Советник | страница 84



Рисунок был жутким даже без цвета. Голова женщины была наклонена в сторону. Рука с хлыстом отведена назад, словно агрессор стоял перед ней там, где я, по эту сторону мольберта, в жажде ещё большего насилия. Когда я, наконец, решилась закрасить, смешав небрежно цвета, я поняла, что был уже поздний час. Рене уснула на диване, книга лежала на ее мягко поднимающейся и опадающей груди.

Я осторожно разбудила ее и отправила спать, прежде чем вернуться к своей работе, намереваясь завершить то, что начала. Я нанесла гладкий слой малинового цвета, позволяя краске стекать вниз полосами, прежде чем приняться за них кончиком кисти. Оставив эту часть высыхать, я начала работать над краями и фоном. Провела рукой по своей длинной юбке, оставив отпечаток краски, которую, как я знала, никогда не выведу.

Лозы в черном и зеленом цвете, спутанные, скрученные, подобно змеям, вырастали под моими мазками. Они выглядели такими ядовитыми, как я и хотела, угрожая с холста, пытаясь попробовать малиновый на переднем плане. Они обернулись вокруг лодыжек и запястий обнаженной женщины.

Когда я закончила, то отошла, окидывая картину критическим взглядом. Стемнело и нужно было еще очень многое доделать, но там, под карандашом и краской, жила моя душа. Тьма, заразившая меня, перешла на кисть, а затем вылилась в линии на холсте. Если вытащить эту тьму из меня, перестанет ли она гнить?

— Передано как нельзя более точно.

Я повернулась. Вайнмонт стоял позади меня, так близко, что я не знала, как не услышала его. Он снова был выбрит, собран. На нем был костюм, галстук ослаблен, а верхняя пуговица расстегнута. Однако, глаза были загнанными. Они все еще отражали глубокую бурную синеву. Под ними были серые круги, беспокойство или тревога оставили свой след.

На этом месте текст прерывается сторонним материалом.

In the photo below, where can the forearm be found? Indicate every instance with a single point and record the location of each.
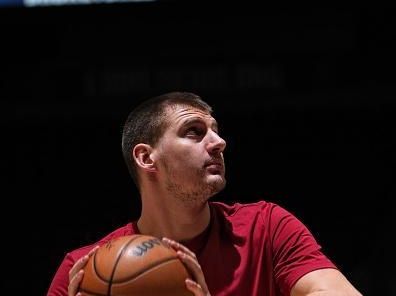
(334, 293)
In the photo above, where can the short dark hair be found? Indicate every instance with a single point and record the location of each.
(147, 122)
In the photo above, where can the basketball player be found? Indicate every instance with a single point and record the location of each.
(174, 153)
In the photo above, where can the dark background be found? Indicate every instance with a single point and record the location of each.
(304, 98)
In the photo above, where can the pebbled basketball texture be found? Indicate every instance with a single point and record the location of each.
(134, 265)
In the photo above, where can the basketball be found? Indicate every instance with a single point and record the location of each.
(134, 265)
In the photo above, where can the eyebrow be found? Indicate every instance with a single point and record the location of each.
(199, 120)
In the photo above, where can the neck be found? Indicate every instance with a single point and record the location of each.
(177, 220)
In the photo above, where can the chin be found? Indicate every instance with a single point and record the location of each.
(217, 183)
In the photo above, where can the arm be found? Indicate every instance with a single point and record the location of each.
(198, 284)
(324, 282)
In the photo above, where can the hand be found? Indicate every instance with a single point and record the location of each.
(198, 287)
(76, 273)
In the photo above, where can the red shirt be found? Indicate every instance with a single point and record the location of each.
(248, 249)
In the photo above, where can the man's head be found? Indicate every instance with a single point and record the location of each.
(168, 114)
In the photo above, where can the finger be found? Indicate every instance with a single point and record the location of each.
(74, 283)
(78, 266)
(195, 269)
(194, 287)
(178, 247)
(81, 263)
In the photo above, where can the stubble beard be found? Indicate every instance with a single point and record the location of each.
(195, 194)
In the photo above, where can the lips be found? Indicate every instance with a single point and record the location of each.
(215, 166)
(214, 163)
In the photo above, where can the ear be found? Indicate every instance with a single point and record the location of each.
(142, 154)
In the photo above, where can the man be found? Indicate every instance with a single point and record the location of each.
(174, 153)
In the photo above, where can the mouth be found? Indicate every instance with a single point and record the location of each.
(215, 167)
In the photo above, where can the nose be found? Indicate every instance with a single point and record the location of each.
(216, 144)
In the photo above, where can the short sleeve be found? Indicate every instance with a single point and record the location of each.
(60, 281)
(295, 250)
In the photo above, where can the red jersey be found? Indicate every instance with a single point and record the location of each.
(247, 249)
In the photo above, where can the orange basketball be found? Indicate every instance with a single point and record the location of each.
(135, 265)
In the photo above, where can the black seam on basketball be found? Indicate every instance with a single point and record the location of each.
(135, 275)
(116, 263)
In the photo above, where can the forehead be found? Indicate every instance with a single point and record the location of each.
(180, 114)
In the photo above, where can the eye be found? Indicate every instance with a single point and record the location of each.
(195, 131)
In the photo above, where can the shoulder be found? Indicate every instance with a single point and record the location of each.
(263, 208)
(75, 254)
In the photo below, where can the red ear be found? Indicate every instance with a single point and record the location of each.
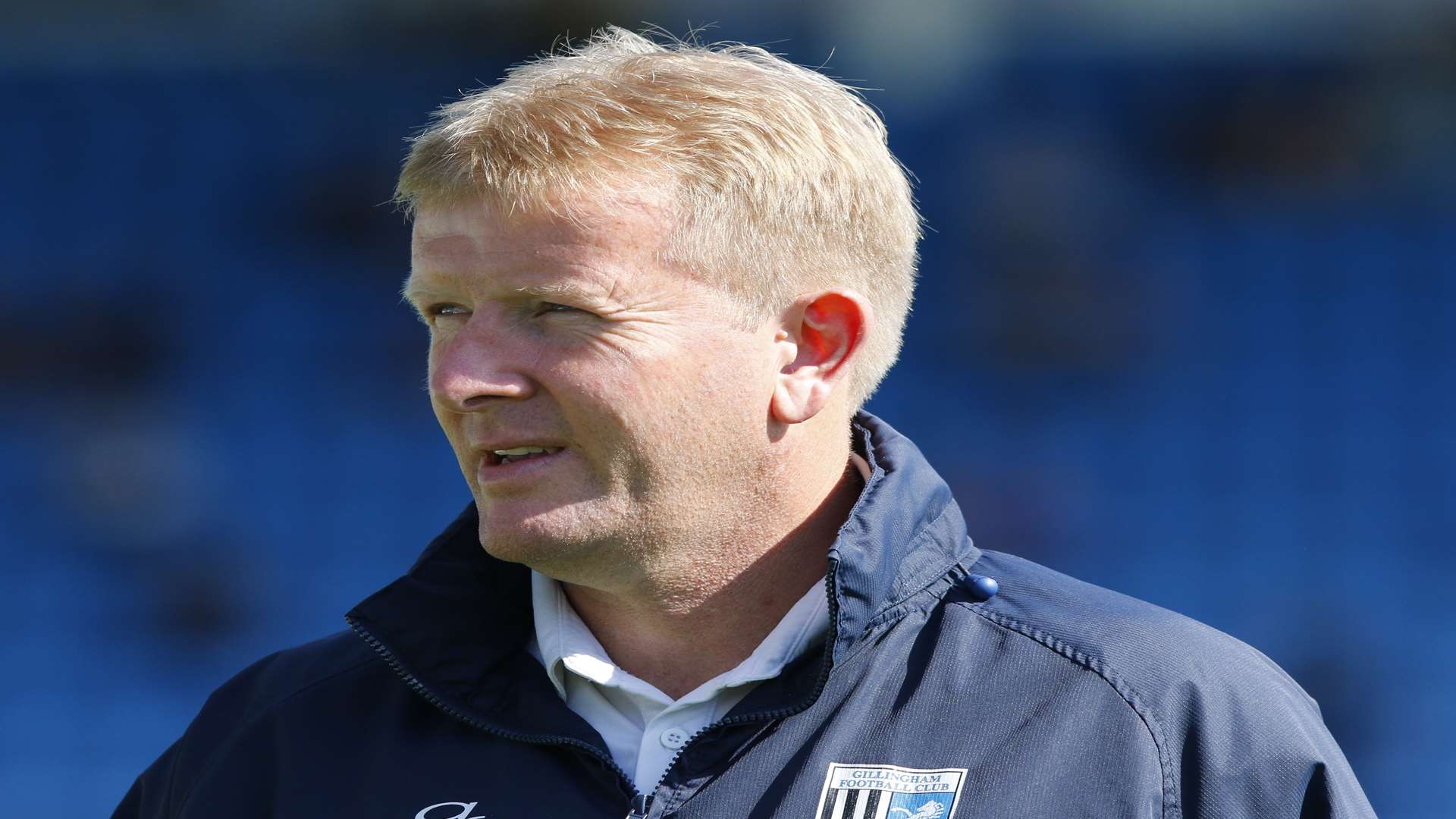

— Ты хорошо выглядишь, — сказал он.

— Да неужели? — Я скрестила руки на груди, не заботясь о том, что запачкаю краской всю рубашку. Не впервые. — Может быть, тебе стоит посмотреть на мою спину. Она может изменить твое мнение.

Он закончил возиться с галстуком, вытащив его, так что тот теперь просто повис у него на шее.

— Я сделал то, что должен был сделать, Стелла.

Горящая ярость вспыхнула в груди. Гнев кипел так долго, что лицо Вайнмонта сейчас перед глазами заставило злость забурлить через край. Но, что сделало все хуже, что действительно послало меня за край, так это то, что какая-то часть меня признала изменение в нем. То, что он сказал мне в ту ночь в моей комнате, как он выглядел сейчас — ничто из этого не говорило, что он охотно хотел бы причинить мне боль снова.